Guardate con attenzione la foto di Massimo Sestini in copertina, chiedevo la scorsa settimana da questa stanza dove incontro i lettori de “l’Espresso”. E guardatela poi in tutta la sua drammaticità nelle pagine che seguono, aggiungevo. Da allora sono passati solo pochi giorni, ma sono seguiti avvenimenti importanti. Il più drammatico è stato certamente l’ennesimo naufragio nel mare di Lampedusa in cui venerdì 11 ottobre hanno perso la vita altri 34 migranti, uomini donne e bambini. Nelle stesse ore sulla piccola isola, suo malgrado capitale europea dell’immigrazione anni Duemila, si ultimava la tragica conta dei morti della tragedia precedente, quella del 3 ottobre: 387.

Questa settimana sono costretto a ripetere l’invito: osservate l’immagine di copertina, questa volta firmata da Claudio Palmisano, e prima di soffermarvi sulle altre foto – che raccontano l’impegno della Marina per soccorrere e aiutare i profughi – mettetela a confronto con quella passata. Nella prima, da un barcone lasciato alla deriva a poche miglia dalla costa dai trafficanti di morte, si levano sguardi di uomini stanchi. Qualcuno abbozza un sorriso di fiducia, altri fanno spazio a una donna incinta perché possa sdraiarsi, immagine perfino simbolica di un futuro che tutti si augurano migliore. La speranza di vivere vince sulla paura di morire.

E ora guardate l'altra: una nuova tragedia si è consumata, corpi senza nome sono stati composti, bare di legno chiaro distinte solo da un numero sono state allineate sulla tolda di una nave che le trasporterà altrove in Sicilia, lontano da un’isola che non può ospitare altri cadaveri. Qua e là qualcuno ha deposto un fiore.

Ecco, c’è un filo rosso che unisce le due immagini, ciascuna con la sua drammatica intensità: in una si affaccia la vita; l’altra celebra la morte. E insieme racchiudono il significato di una tragedia che si consuma da anni sotto i nostri occhi e sulla quale finalmente si comincia a riflettere.

Il governo italiano ha appena raddoppiato militari e navi nei mari di Lampedusa: solidarietà ed esigenze di sicurezza. Il socialdemocratico tedesco Martin Schultz, in corsa per la presidenza del consiglio europeo, ospite della “Repubblica” a Venezia, ha lanciato un appello ai popoli europei perché siano solidali con lo sforzo italiano. Dopo quello che è successo a Lampedusa anche Hollande ha chiesto nuove politiche per l’immigrazione. E per iniziativa di Enrico Letta se ne parlerà al prossimo Consiglio europeo, il 25 ottobre a Strasburgo. Insomma, pur se lentamente qualcosa si muove.

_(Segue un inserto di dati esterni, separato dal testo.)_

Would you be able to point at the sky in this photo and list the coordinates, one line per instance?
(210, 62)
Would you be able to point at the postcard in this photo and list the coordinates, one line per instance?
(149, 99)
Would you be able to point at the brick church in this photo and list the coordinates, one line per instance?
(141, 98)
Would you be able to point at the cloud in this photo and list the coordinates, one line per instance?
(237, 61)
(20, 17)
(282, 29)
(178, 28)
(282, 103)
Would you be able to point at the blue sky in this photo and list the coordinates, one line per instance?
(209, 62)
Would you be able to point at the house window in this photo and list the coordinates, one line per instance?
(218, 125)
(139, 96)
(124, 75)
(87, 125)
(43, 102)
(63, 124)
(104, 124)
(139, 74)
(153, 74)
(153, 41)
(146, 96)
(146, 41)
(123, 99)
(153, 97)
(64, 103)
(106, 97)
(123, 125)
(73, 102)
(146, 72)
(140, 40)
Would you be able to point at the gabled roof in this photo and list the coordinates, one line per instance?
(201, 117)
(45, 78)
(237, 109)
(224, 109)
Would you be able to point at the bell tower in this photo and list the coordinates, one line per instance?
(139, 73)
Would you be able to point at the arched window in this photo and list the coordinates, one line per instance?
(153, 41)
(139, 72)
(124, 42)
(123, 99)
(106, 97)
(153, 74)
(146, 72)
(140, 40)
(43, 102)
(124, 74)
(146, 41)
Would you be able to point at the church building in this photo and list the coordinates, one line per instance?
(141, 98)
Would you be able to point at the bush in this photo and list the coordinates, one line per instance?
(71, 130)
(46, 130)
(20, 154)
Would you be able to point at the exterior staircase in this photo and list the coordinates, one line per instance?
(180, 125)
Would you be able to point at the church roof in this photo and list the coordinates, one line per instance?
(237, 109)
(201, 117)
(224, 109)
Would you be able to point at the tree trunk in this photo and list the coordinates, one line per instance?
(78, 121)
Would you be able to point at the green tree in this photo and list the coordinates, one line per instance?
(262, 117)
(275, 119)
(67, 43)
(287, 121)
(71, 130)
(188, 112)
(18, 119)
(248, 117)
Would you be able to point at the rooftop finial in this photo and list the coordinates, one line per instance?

Ma la strage è lunga e gli ostacoli da superare sono ancora tanti. Il primo muro da abbattere è quello dell’indifferenza che comincerà ad alzarsi quando con l’autunno il flusso via mare rallenterà. C’è poi un’altra forma di indifferenza, più sottile e burocratica, in virtù della quale per esempio la sede del Frontex, l’organismo internazionale che si occupa delle frontiere, è Varsavia, il posto più lontano dai luoghi dove si consuma il dramma dell’immigrazione. Per questo abbiamo chiesto ai lettori di firmare l’appello dell’Espresso per candidare Lampedusa al premio Nobel per la pace: già 60 mila hanno detto sì, e continueremo. È il modo che abbiamo scelto per non smettere di ricordare chi scappa da fame, guerre e persecuzioni e chi si impegna giorno per giorno ad aiutarli e assisterli.

Non basta ancora, ci sono altri due impegni da onorare. Il primo è politico: riaprire immediatamente le trattative con i Paesi del Mediterraneo non solo per regolare i flussi e combattere i trafficanti di morte, ma anche per garantire i diritti essenziali di chi resta, di chi fugge e di chi vorrebbe rientrare. Il secondo è morale e civile: i centri di accoglienza non devono trasformarsi in piccoli lager. Ospitano uomini e donne, come noi.